Karlsruhe Institute of Technology (KIT ) researchers now present a promising electrolyte class for calcium batteries that has the potential for replacing lithium-ion technology.

Calcium-based batteries promise to reach a high energy density at low manufacturing costs. Using the electrolytes available today, however, has made it impossible so far to charge calcium batteries at room temperature.

Zhirong Zhao-Karger (left) and Zhenyou Li (right) from the POLiS (Post Lithium Storage) Cluster of Excellence succeeded in producing promising electrolytes for calcium batteries. Image Credit: Markus Breig, KIT. Click image for the largest view.

In the Energy & Environmental Science journal, researchers of Karlsruhe Institute of Technology presented a promising electrolyte class, with which room temperature charging will be possible.

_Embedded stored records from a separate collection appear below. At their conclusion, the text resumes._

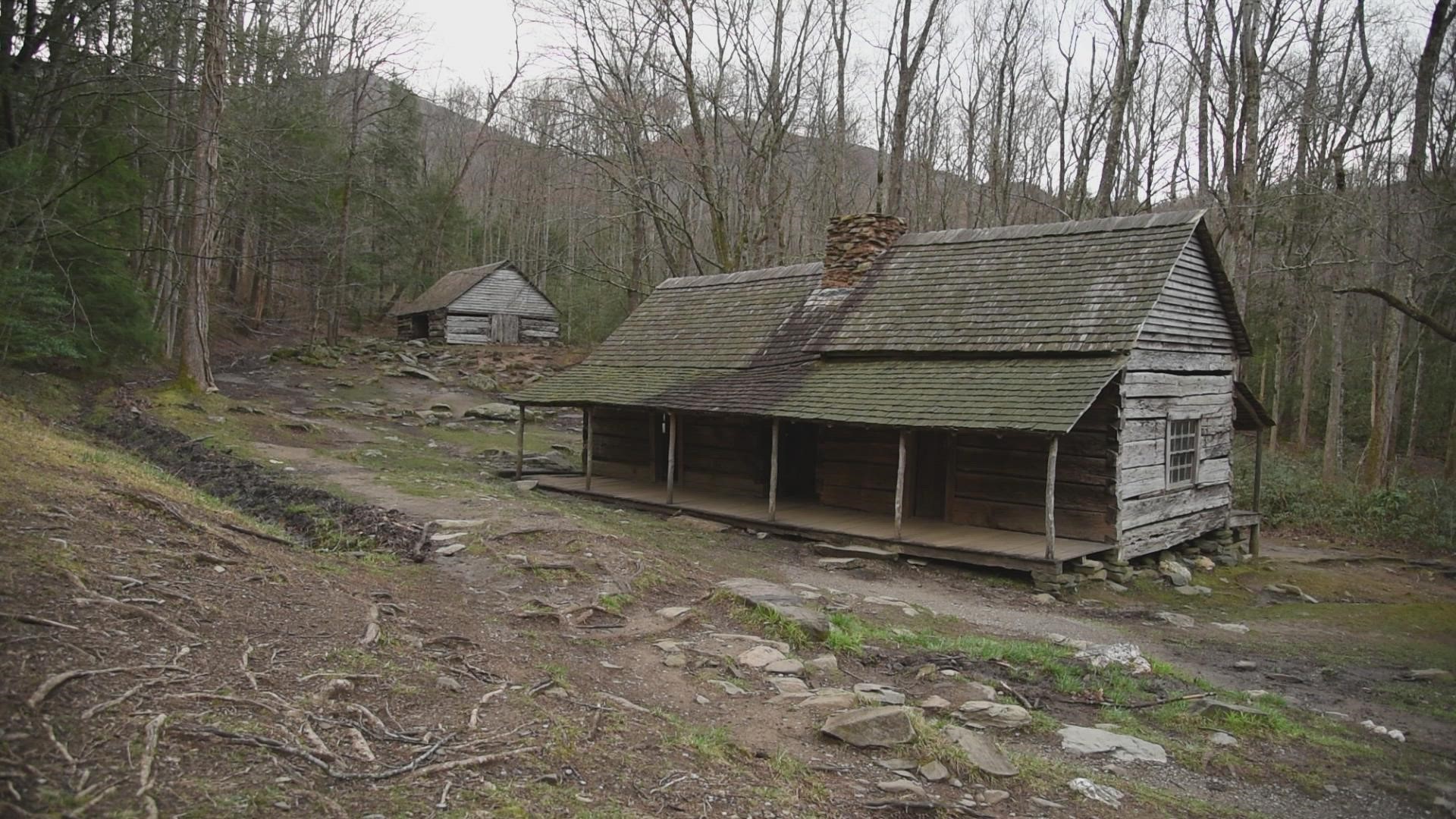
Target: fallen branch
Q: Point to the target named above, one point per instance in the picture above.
(149, 754)
(471, 761)
(34, 620)
(58, 679)
(268, 744)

Professor Maximilian Fichtner of KIT, Director of the research platform CELEST (Center for Electrochemical Energy Storage Ulm & Karlsruhe) said, “Efficient, large, and low-cost energy storage systems will facilitate nationwide transition to zero-emission mobility and power supply. Today’s predominant lithium-ion technology, however, cannot fulfill this task on a global scale.” CELEST is where calcium batteries and other storage technologies are studied.

“In the medium term, lithium-ion batteries will reach their limits in terms of performance and some of the resources used for their manufacture. This will prevent their future use wherever that would be reasonable for the energy transition. Availability of resources needed for manufacture, such as cobalt, nickel, and lithium, is limited,” he said.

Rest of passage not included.